This is an essential guide to help you choose a knife best suited for sailing, or any water-based activity for that matter!
If you want to get a knife for sailing then it better be made of materials that can withstand the unforgiving marine environment. Whether you need a knife for fresh water or salt water conditions, paying attention to the quality and materials is key to having a knife that will serve you well for a long time. With that being said, we believe that the most important aspect of a sailing knife is the blade material. You will have to spend a little more money on the higher quality metals but it is definitely worth it as it will save you time and money in the long run in terms of knife maintenance, endurance, and longevity.
When it comes to getting a knife for any kind of water activity, be it sailing, diving, fishing, or anything else near and in the water, you will want to ensure that the blade metal is made out of either Titanium or Steel -- but not all steels are made equal as we will demonstrate below.
As a general rule of thumb, you'll want to use a titanium knife for prolonged underwater use and a steel knife for above-water use.
Titanium is a lustrous metal that has a silvery color, low density, and high strength -- with incredible resistance to corrosion in seawater.
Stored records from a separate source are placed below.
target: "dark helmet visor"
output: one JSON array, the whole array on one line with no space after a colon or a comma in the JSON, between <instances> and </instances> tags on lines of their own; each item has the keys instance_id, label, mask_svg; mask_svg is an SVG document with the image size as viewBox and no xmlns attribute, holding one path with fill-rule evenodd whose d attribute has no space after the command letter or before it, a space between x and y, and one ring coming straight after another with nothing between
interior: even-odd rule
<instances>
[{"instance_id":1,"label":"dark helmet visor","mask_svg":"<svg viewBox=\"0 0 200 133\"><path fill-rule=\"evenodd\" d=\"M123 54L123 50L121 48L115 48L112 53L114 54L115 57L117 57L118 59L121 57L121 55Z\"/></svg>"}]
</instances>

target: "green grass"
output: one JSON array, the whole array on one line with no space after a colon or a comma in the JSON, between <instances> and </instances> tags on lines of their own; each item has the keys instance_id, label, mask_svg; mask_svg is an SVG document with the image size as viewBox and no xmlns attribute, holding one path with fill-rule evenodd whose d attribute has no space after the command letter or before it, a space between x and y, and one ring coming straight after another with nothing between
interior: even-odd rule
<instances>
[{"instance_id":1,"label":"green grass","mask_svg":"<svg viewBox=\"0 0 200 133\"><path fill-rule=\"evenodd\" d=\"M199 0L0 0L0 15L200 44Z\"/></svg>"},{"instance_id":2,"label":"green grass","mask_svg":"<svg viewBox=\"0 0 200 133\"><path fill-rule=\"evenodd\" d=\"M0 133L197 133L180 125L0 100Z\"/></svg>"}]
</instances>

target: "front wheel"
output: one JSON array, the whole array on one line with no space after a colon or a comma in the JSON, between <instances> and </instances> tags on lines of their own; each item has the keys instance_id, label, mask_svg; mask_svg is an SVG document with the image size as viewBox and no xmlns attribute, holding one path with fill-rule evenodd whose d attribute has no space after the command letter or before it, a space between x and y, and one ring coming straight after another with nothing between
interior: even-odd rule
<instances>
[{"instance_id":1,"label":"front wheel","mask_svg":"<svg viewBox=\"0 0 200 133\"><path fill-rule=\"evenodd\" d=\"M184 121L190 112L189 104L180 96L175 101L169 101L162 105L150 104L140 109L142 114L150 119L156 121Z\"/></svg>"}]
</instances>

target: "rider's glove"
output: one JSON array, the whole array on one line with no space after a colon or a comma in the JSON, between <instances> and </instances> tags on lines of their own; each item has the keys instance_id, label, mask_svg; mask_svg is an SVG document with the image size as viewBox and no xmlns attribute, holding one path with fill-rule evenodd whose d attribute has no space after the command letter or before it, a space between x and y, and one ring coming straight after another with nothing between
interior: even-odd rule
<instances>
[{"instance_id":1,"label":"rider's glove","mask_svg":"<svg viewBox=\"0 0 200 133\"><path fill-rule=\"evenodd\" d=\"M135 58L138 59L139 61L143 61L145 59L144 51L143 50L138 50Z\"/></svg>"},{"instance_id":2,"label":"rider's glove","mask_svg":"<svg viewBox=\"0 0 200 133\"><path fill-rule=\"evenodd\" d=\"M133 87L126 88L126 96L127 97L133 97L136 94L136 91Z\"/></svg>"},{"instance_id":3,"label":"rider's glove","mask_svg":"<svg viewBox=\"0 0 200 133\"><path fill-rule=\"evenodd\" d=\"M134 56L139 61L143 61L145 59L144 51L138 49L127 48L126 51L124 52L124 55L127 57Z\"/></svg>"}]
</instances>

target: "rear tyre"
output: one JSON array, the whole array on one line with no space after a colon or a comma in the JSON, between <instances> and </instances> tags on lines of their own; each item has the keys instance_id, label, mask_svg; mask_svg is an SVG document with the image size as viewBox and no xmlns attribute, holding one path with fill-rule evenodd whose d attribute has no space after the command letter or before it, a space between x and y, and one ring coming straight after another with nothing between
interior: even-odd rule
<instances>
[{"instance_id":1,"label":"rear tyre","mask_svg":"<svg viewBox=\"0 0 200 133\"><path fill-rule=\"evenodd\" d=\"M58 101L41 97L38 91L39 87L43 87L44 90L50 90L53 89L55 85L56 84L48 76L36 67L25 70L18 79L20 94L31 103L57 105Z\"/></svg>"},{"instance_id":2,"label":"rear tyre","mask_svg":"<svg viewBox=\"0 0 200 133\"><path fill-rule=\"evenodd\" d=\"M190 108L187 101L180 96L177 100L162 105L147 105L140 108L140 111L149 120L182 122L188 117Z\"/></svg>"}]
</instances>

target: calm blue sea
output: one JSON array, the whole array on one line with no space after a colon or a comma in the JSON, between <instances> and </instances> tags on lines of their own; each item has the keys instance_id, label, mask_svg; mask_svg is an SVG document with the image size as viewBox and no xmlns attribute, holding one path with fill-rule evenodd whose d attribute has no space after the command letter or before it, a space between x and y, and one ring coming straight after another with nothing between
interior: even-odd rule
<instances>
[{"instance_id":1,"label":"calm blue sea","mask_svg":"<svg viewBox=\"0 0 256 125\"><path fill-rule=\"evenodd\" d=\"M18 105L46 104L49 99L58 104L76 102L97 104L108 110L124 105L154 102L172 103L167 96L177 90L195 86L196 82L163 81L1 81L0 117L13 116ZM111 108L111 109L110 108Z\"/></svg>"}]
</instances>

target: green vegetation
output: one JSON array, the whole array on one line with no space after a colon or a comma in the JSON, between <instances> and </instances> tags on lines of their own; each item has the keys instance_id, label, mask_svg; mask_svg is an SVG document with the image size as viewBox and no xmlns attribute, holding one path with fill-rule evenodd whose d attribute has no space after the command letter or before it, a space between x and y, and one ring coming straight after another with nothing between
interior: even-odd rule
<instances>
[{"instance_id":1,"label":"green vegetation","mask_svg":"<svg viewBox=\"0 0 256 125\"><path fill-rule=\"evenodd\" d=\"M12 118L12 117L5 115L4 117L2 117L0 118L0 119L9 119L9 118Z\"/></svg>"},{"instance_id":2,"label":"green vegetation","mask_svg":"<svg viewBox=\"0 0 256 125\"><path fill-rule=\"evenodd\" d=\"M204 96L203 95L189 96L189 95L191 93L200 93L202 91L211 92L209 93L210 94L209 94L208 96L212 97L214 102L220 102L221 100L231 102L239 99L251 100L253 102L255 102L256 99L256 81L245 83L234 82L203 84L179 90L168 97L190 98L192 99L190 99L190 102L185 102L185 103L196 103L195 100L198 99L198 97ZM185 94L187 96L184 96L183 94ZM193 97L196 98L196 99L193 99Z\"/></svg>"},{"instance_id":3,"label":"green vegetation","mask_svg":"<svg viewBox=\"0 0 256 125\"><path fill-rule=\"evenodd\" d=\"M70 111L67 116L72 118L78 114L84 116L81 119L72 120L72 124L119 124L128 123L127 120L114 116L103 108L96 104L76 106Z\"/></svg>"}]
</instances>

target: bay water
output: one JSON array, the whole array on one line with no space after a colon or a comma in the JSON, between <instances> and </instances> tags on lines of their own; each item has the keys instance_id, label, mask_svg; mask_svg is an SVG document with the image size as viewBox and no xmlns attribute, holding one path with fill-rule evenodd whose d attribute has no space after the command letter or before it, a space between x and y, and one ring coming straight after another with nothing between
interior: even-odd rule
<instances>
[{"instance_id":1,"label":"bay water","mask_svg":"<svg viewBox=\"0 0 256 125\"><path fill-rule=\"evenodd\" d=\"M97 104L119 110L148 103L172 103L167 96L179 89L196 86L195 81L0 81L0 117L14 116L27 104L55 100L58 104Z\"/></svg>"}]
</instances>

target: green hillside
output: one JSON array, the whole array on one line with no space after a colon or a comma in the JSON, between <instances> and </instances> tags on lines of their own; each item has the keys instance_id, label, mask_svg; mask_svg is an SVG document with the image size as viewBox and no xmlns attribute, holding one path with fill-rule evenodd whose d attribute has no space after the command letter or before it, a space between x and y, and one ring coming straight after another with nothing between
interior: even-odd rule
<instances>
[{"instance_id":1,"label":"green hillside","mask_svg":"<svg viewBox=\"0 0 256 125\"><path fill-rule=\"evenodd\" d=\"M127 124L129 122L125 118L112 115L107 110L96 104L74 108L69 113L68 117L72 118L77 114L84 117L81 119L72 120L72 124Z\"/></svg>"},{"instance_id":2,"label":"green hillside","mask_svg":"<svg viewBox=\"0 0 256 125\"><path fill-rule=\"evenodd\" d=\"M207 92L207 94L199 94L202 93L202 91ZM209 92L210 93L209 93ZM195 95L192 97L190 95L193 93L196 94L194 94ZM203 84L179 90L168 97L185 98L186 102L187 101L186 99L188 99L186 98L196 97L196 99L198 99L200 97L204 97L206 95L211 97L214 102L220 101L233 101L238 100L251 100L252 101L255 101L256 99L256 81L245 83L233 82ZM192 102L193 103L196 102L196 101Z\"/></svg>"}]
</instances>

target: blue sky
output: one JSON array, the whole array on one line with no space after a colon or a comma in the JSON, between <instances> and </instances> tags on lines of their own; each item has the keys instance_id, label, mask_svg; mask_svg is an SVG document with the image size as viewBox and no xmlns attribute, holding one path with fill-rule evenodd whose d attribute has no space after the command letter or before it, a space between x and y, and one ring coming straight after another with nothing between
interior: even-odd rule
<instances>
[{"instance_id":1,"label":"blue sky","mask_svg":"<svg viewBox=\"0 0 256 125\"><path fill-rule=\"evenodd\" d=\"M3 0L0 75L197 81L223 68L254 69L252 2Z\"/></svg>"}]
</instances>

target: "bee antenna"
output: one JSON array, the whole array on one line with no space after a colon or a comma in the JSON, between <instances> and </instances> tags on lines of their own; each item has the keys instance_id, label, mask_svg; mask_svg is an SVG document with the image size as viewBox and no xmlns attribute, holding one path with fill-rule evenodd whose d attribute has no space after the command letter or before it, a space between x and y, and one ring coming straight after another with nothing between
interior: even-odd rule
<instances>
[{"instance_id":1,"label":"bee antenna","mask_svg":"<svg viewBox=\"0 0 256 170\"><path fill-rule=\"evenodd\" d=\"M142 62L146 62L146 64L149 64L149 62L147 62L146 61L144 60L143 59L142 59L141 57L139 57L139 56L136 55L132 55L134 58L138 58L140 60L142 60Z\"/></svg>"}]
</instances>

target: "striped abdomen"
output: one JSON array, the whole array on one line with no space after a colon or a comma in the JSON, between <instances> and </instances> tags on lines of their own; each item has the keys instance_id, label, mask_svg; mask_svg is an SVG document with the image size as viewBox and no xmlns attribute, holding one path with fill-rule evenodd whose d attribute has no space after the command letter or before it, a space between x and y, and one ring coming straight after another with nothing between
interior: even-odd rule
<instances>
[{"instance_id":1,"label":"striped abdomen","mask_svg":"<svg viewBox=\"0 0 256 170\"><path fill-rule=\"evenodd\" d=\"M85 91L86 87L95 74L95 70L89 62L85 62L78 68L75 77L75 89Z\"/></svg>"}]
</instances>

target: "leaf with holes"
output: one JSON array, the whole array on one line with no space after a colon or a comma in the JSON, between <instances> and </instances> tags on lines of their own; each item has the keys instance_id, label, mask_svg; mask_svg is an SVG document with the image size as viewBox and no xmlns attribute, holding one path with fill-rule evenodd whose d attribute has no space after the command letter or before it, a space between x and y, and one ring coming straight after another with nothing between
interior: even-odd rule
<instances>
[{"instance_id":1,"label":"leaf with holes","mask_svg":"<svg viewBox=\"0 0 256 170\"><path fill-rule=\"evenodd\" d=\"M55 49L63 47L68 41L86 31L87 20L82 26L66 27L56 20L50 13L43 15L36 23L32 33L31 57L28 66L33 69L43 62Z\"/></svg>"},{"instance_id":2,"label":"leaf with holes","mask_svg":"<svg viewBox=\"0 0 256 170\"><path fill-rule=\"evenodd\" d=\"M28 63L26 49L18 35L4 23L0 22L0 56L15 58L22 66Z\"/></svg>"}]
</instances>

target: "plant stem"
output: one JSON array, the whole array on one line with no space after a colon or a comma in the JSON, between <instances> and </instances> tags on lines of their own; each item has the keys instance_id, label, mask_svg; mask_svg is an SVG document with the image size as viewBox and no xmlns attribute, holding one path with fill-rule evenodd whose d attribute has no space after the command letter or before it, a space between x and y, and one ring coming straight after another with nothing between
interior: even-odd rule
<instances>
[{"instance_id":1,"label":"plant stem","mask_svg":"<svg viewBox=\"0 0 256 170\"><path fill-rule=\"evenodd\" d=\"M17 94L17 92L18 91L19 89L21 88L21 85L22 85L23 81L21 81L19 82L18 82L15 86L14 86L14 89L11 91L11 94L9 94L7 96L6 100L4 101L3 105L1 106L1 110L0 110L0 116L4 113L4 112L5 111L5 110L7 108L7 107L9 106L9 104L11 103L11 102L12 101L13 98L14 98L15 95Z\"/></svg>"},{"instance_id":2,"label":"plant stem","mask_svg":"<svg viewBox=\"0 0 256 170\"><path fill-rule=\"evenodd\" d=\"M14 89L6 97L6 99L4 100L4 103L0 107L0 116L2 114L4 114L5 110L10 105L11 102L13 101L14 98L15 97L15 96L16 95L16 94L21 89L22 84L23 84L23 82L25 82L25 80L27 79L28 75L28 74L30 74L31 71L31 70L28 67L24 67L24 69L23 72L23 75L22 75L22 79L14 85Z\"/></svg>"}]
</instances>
It can be alloyed with iron, aluminum, vanadium, and molybdenum, among other elements, to produce strong, lightweight alloys for aerospace, military, automotive, jewelry, etc., but most importantly for sporting goods, such as sailing knives!
Although titanium may offer superior corrosion-resistance compared to various steels, it may be difficult to work with in terms of sharpening. If the ease-of-sharpening is a big concern for you then knives made of steel may be a more attractive option. See the list below of different types of steels to help you choose the best steel for the knife you decide to buy.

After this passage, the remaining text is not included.